Compared to the previous suggestion of paying the woman's rent, this revelation was the diagnosis of cancer to a cold.
"Yes, I think I like that better anyhow. More personal. Javert, this is a woman who has worked and worked but still can't even fight for her life. I need you to understand that."
"I understand it, but that doesn't mean I'm going to invite a twenty-some year old woman to live with me!"
"Dear God." Wellington rubbed the bridge of his nose. "All right. Take her in until she dies. Make her last days comfortable. That's all I'm asking. It will only take a month— not even. Please. No one will know. And if you do, I think I can see to it that you get the spot in Paris instead of Etienne. I… I demand you to."
The look on Javert's face was startling in its complete and utter dullness.

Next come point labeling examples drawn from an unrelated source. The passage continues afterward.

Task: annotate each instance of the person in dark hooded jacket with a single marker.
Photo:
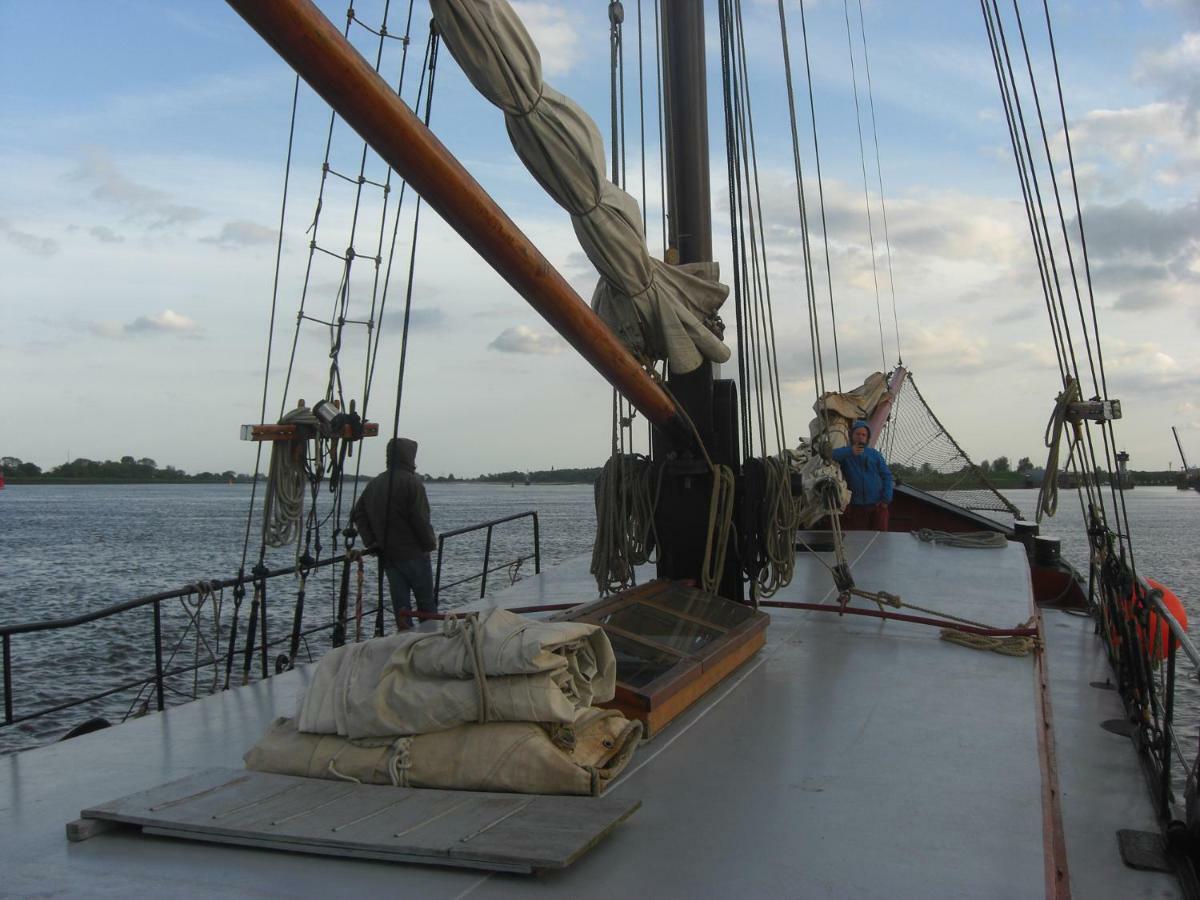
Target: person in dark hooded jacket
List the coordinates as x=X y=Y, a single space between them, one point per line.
x=869 y=479
x=393 y=515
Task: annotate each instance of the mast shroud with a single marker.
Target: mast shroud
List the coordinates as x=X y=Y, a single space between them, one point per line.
x=309 y=42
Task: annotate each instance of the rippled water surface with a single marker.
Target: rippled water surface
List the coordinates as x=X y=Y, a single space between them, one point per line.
x=69 y=550
x=66 y=550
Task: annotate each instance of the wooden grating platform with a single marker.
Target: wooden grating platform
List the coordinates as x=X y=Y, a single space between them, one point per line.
x=499 y=832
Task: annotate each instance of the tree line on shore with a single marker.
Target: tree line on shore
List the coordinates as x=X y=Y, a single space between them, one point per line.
x=127 y=468
x=1000 y=472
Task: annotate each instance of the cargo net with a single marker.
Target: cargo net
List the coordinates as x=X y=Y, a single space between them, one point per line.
x=922 y=454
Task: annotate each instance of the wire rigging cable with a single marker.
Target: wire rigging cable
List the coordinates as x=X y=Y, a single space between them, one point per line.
x=879 y=172
x=867 y=195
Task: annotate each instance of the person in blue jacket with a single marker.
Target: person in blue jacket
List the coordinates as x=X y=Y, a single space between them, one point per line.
x=869 y=479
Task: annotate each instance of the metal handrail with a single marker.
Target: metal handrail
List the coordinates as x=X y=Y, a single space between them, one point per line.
x=160 y=666
x=1156 y=599
x=27 y=628
x=487 y=551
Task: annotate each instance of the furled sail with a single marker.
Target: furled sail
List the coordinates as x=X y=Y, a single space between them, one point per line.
x=658 y=310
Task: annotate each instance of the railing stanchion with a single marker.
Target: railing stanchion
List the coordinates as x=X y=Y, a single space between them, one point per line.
x=487 y=558
x=537 y=545
x=267 y=643
x=7 y=679
x=157 y=654
x=437 y=577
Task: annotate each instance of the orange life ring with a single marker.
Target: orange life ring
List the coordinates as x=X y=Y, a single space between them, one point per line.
x=1159 y=641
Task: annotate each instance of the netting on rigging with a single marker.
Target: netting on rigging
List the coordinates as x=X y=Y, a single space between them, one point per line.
x=922 y=454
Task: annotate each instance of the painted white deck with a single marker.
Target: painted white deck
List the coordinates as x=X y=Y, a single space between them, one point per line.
x=851 y=757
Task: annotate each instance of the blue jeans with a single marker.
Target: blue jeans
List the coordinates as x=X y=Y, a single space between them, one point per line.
x=408 y=577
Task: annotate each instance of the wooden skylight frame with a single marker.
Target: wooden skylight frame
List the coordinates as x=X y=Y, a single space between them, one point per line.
x=689 y=641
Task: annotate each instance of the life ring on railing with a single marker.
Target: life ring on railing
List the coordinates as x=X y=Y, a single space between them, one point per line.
x=1158 y=642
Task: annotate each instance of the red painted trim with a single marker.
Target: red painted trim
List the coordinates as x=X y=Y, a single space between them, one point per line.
x=1054 y=839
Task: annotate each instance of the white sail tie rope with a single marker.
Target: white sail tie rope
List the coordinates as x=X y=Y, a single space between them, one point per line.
x=467 y=628
x=1048 y=495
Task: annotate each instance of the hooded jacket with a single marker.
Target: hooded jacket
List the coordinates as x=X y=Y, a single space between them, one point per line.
x=393 y=513
x=867 y=473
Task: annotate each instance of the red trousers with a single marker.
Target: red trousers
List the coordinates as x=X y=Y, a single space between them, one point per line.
x=865 y=519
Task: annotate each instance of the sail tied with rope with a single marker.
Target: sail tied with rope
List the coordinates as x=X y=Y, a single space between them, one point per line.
x=659 y=311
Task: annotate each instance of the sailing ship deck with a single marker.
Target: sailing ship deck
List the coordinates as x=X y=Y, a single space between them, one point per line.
x=850 y=757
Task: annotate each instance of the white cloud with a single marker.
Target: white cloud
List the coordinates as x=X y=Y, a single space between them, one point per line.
x=168 y=322
x=555 y=31
x=27 y=241
x=141 y=203
x=243 y=234
x=1176 y=70
x=105 y=234
x=522 y=339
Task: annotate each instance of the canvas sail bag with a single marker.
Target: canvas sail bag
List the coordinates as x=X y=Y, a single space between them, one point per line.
x=520 y=757
x=491 y=666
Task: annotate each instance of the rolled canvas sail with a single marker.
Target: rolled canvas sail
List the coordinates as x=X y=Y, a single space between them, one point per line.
x=497 y=666
x=655 y=309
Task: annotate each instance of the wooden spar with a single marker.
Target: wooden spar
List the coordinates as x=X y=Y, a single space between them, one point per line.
x=319 y=54
x=885 y=407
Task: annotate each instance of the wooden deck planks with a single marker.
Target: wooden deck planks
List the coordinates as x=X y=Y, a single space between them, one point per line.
x=491 y=831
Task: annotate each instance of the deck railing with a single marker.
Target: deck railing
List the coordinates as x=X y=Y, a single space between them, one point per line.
x=487 y=568
x=192 y=599
x=1145 y=660
x=219 y=651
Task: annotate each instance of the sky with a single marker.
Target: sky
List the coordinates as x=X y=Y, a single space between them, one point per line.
x=143 y=147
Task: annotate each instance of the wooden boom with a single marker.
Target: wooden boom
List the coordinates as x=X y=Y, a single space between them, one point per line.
x=319 y=54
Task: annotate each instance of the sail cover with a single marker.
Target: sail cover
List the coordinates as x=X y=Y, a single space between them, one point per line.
x=655 y=309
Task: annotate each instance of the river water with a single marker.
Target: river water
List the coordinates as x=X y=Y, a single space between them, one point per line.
x=70 y=550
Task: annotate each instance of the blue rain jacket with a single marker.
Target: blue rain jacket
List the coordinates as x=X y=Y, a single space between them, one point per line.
x=867 y=474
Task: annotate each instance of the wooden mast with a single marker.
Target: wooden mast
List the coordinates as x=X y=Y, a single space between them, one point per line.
x=683 y=508
x=319 y=54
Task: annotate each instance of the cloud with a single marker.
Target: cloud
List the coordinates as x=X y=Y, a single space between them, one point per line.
x=555 y=31
x=1176 y=71
x=1135 y=229
x=522 y=339
x=105 y=234
x=27 y=241
x=1120 y=153
x=144 y=204
x=168 y=322
x=420 y=318
x=243 y=234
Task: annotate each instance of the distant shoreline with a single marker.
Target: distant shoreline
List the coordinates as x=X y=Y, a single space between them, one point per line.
x=25 y=481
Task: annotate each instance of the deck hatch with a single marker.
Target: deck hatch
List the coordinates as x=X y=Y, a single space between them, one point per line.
x=672 y=643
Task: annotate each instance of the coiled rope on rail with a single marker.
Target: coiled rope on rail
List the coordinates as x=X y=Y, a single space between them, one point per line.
x=967 y=540
x=627 y=495
x=1006 y=645
x=1009 y=646
x=780 y=523
x=1048 y=495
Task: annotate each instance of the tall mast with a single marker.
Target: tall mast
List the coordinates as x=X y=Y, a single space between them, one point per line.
x=310 y=43
x=1181 y=450
x=683 y=510
x=685 y=107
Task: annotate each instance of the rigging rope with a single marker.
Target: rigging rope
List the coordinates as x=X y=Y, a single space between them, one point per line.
x=879 y=171
x=867 y=196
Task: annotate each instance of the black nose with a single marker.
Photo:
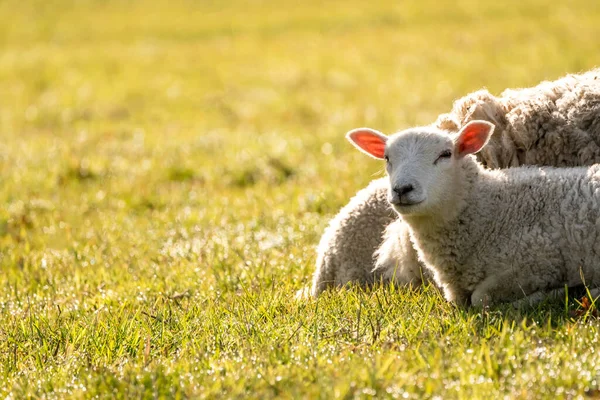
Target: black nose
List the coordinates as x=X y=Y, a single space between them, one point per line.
x=402 y=190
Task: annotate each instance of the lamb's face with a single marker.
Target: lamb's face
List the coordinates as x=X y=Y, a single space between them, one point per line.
x=420 y=164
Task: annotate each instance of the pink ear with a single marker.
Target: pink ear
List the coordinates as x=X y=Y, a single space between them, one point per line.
x=369 y=141
x=472 y=137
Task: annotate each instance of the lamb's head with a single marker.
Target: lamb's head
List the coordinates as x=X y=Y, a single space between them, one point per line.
x=423 y=164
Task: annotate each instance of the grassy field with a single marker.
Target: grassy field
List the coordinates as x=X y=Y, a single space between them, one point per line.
x=167 y=169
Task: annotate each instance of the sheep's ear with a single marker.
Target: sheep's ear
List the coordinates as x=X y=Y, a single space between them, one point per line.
x=472 y=137
x=369 y=141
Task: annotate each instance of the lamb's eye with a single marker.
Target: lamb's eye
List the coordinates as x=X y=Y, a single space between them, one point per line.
x=443 y=155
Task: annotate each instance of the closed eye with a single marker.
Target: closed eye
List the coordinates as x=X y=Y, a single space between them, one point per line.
x=444 y=155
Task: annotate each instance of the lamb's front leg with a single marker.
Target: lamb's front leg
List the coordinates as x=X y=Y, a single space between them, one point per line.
x=510 y=286
x=396 y=260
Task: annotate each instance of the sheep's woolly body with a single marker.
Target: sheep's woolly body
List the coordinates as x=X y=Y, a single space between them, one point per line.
x=516 y=232
x=556 y=123
x=338 y=253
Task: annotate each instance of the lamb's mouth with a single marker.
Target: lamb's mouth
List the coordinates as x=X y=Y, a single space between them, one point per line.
x=400 y=206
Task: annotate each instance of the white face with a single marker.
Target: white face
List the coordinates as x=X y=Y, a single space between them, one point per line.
x=420 y=164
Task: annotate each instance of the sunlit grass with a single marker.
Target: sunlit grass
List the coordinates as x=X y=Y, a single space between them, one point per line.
x=167 y=169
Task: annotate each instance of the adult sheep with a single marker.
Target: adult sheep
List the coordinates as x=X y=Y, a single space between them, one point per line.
x=489 y=236
x=555 y=123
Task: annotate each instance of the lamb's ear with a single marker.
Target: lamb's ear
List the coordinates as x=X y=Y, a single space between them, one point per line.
x=369 y=141
x=472 y=137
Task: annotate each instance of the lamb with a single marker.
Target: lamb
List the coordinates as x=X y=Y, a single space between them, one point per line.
x=489 y=236
x=556 y=123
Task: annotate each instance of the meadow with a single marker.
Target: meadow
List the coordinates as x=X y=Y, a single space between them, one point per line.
x=167 y=169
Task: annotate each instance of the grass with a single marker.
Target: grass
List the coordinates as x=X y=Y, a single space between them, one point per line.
x=167 y=169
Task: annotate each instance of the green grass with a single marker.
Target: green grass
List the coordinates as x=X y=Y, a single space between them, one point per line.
x=167 y=169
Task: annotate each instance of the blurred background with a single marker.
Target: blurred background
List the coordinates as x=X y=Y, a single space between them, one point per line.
x=182 y=158
x=228 y=117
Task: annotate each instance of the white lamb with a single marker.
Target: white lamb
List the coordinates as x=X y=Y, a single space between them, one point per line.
x=556 y=123
x=489 y=235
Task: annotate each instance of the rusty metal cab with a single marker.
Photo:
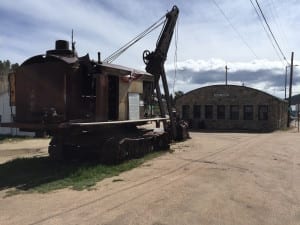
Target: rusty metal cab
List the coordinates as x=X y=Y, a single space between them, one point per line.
x=84 y=105
x=60 y=87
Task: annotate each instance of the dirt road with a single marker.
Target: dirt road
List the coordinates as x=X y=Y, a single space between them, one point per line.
x=213 y=178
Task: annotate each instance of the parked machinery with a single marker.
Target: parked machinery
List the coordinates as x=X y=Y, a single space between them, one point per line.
x=94 y=107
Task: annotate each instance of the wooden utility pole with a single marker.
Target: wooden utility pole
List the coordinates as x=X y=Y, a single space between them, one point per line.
x=290 y=90
x=285 y=82
x=226 y=68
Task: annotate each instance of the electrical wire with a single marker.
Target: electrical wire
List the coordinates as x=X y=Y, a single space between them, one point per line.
x=271 y=31
x=121 y=50
x=234 y=28
x=267 y=33
x=279 y=25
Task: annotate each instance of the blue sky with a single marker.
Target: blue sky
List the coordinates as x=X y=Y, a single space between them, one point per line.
x=206 y=40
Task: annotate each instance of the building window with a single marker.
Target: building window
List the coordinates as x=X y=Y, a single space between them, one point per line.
x=263 y=112
x=248 y=112
x=197 y=111
x=208 y=112
x=221 y=112
x=185 y=112
x=234 y=112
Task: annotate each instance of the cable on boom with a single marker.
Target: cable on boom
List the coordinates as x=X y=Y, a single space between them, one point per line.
x=121 y=50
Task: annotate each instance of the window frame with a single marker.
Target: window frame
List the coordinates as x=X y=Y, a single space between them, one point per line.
x=234 y=115
x=210 y=113
x=265 y=115
x=221 y=115
x=248 y=115
x=185 y=114
x=196 y=111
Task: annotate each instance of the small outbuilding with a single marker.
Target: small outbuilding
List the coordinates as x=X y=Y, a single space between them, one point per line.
x=232 y=107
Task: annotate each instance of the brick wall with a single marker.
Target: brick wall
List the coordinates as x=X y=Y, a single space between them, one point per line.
x=231 y=95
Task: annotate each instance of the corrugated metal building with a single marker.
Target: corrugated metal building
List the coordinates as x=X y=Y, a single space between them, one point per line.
x=231 y=107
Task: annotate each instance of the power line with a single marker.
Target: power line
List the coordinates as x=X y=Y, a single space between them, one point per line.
x=233 y=27
x=271 y=31
x=267 y=33
x=279 y=25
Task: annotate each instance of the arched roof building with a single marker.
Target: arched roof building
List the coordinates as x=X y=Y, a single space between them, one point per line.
x=232 y=107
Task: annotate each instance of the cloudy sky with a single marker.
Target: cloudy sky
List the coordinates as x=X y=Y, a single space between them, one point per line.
x=211 y=34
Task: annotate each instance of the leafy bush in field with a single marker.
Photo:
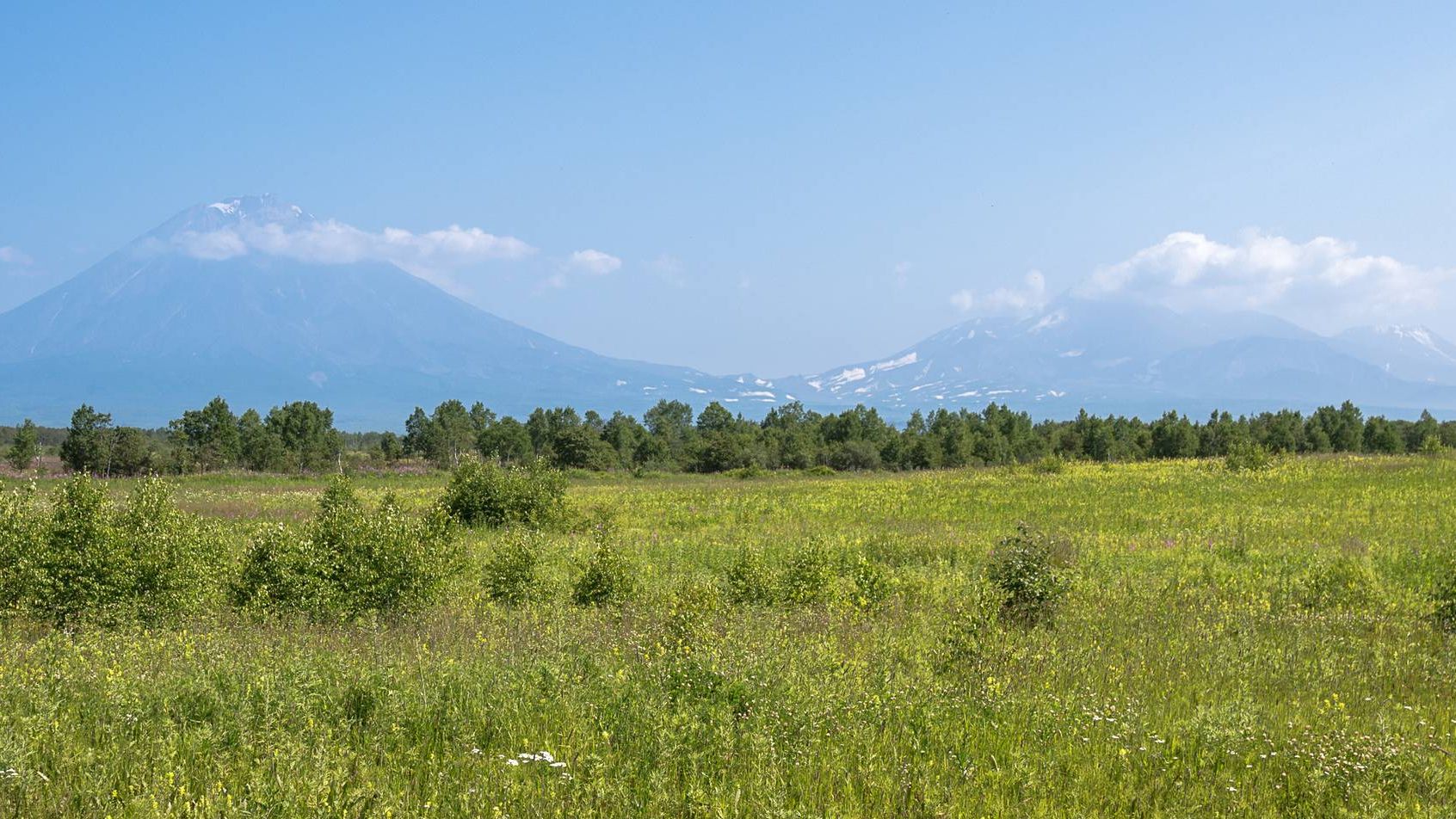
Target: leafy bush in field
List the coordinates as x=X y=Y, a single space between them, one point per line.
x=84 y=560
x=1050 y=465
x=873 y=583
x=1336 y=581
x=1030 y=568
x=749 y=579
x=513 y=572
x=22 y=526
x=972 y=631
x=690 y=614
x=534 y=495
x=808 y=575
x=349 y=560
x=609 y=578
x=1247 y=456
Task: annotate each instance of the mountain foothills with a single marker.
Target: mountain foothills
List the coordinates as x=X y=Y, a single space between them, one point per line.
x=189 y=311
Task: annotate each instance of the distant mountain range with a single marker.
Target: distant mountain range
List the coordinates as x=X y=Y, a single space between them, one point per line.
x=1138 y=358
x=155 y=329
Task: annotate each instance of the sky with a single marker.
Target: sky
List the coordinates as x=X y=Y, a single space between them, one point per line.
x=769 y=188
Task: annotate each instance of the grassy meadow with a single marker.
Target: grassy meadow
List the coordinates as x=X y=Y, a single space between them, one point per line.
x=1229 y=644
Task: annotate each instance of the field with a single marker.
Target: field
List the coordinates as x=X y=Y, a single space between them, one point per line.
x=1229 y=644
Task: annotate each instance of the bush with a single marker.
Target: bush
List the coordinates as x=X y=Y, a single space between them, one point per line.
x=854 y=456
x=873 y=583
x=513 y=572
x=532 y=495
x=84 y=560
x=1050 y=465
x=972 y=631
x=1247 y=456
x=808 y=576
x=349 y=562
x=1030 y=568
x=609 y=578
x=1336 y=581
x=749 y=581
x=690 y=616
x=22 y=526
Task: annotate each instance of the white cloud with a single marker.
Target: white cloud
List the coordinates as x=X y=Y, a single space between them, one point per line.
x=1323 y=284
x=1028 y=297
x=10 y=255
x=595 y=262
x=338 y=243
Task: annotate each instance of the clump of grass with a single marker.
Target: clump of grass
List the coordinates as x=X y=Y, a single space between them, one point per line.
x=1445 y=600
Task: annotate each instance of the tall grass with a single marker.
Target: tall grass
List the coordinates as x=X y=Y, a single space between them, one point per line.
x=1225 y=644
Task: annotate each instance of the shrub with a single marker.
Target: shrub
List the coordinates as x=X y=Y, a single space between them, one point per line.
x=532 y=495
x=22 y=526
x=609 y=578
x=873 y=583
x=972 y=631
x=854 y=456
x=1030 y=568
x=808 y=575
x=349 y=562
x=749 y=581
x=1050 y=465
x=1336 y=581
x=513 y=572
x=84 y=560
x=690 y=614
x=1247 y=456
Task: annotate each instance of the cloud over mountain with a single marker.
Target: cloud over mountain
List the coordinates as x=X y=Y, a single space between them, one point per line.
x=338 y=243
x=1323 y=284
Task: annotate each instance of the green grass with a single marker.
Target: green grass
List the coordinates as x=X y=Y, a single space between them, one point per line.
x=1232 y=644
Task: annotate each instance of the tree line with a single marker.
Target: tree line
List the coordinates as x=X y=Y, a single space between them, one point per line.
x=670 y=437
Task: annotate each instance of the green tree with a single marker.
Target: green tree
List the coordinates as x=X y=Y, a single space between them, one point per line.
x=1174 y=437
x=454 y=434
x=420 y=434
x=391 y=448
x=505 y=441
x=260 y=448
x=130 y=452
x=210 y=437
x=715 y=418
x=306 y=433
x=86 y=446
x=23 y=448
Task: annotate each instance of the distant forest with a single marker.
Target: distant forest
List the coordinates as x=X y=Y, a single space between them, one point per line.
x=300 y=437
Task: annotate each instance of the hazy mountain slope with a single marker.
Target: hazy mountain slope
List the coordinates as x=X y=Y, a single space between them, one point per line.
x=151 y=330
x=1119 y=357
x=1411 y=353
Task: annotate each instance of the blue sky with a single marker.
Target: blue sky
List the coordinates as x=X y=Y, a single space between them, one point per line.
x=772 y=189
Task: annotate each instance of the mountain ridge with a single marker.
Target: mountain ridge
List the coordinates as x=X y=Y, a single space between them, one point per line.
x=194 y=309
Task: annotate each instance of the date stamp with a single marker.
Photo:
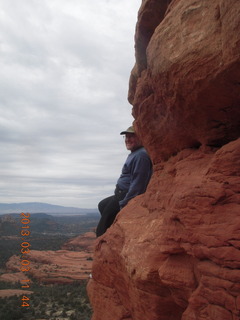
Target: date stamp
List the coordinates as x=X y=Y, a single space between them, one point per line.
x=25 y=250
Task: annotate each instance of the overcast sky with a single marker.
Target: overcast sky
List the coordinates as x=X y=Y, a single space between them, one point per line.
x=64 y=72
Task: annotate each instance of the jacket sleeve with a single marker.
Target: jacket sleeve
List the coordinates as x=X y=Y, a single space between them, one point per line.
x=140 y=175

The expression did not change as he uttered a crisp, "Yessir," and promptly stood up, gave a low bow, and left.
Fantine quietly rocked her feet back and forth, back and forth when the door burst open, slamming into the wall behind it, and Javert stepped out, looking more tightly-wound than he had appeared before. Was that possible? Suddenly she realized he was gesturing to her.
"You're coming with me," he said, looking halfway across the room.
"What…?"
"Just..." He sighed, as if he could hardly even deign to believe he was saying this-- "come with me."